I remember getting that call fairly vividly, although I think I've tried not to think about it over the years. The house was very noisy when it came in, with 3 kids doing their various things, so I went outside to hopefully be able to hear better. We live near trains, so of course a train was going by. And the neurologist had a very, very heavy Russian accent. I could barely understand her under the best of conditions. But from what I could hear, she said that the MRI wasn't normal. She said something about there being gray matter where white matter was supposed to be, or vice versa.
It's hard to understand why it seems like there was never any followup on the finding. I honestly can't even remember talking to Janey's pediatrician about it. Her old pediatrician was, well, not great for Janey. He had been very good for the boys, but by that time, he had risen in the ranks of the health plan and seemed to have little time. He also just seemed to be overwhelmed by Janey's various needs. I think what happened was Janey's physical development rapidly got better at that point, and as she headed into the year that she was two, her best year, we all kind of put the strange finding behind us. Two was her golden year. She walked, she talked a lot, she was even discharged from Early Intervention. She was going to be fine. And then, of course, around age three, the horrible regression happened.

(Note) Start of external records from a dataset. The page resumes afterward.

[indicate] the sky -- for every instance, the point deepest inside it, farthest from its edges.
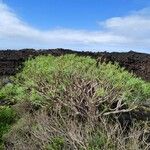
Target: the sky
(93, 25)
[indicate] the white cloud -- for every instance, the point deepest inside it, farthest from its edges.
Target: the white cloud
(128, 32)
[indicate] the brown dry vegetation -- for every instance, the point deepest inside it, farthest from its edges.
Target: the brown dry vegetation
(69, 103)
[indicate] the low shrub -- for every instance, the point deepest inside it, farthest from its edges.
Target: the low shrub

But I did recall looking up what it meant to have gray matter in the wrong place, or white matter. I found it was a condition called Gray Matter Heterotopia. There wasn't much info then, and I think I didn't dig too hard. However, I remembered something that had said that with girls with this disorder, often they start having seizures in their 2nd decade. That seemed very far away. Now, of course, we are in Janey's 2nd decade. So I mentioned the long ago MRI to Janey's current pediatrician. She looked up the long ago report, and read me a bit from it.

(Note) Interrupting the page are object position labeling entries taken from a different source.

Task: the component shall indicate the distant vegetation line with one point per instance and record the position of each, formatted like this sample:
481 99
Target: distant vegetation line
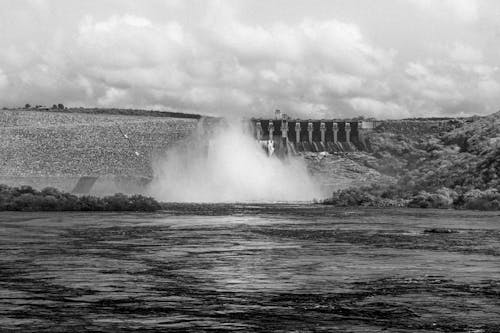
26 198
455 166
115 111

The report said there was a good deal of gray matter where white matter should be, but not enough to make a definite diagnosis. It also said there were changes to the frontal lobe, nonspecific changes.
Looking up Gray Matter Heterotopia now, there is still not a huge amount of information available. Here's a Wikipedia article. LINK It's hard to read, emotionally, what is out there.
Janey has had another MRI since that first one, when she was 11, but that one was specifically looking for a possible tumor connected to an abnormal blood reading. What I've read said that unless the MRI is specifically looking for the gray matter problem, it might not be noticed.
So---something I had put out of my mind long ago is now, of course, back in my mind. One of the two medications Janey takes is an anti-seizure medication, prescribed in her case for help with bi-polar type symptoms. But it could also be serving to mask seizures, her pediatrician mentioned. Is Janey having seizures? Is this the next thing? I know seizures are fairly common in autism. How does the gray matter issue figure in, if at all? Is there something we should have been doing specifically for all these years that we weren't or aren't? What is going on?
Amid a season of many worries, this one is hitting me fairly hard, I must admit. Hopefully, we will get some answers soon, and we'll do the best we can with whatever we find out. That's what we've been doing, and that is what we will keep on doing. It's what all of us living this life do.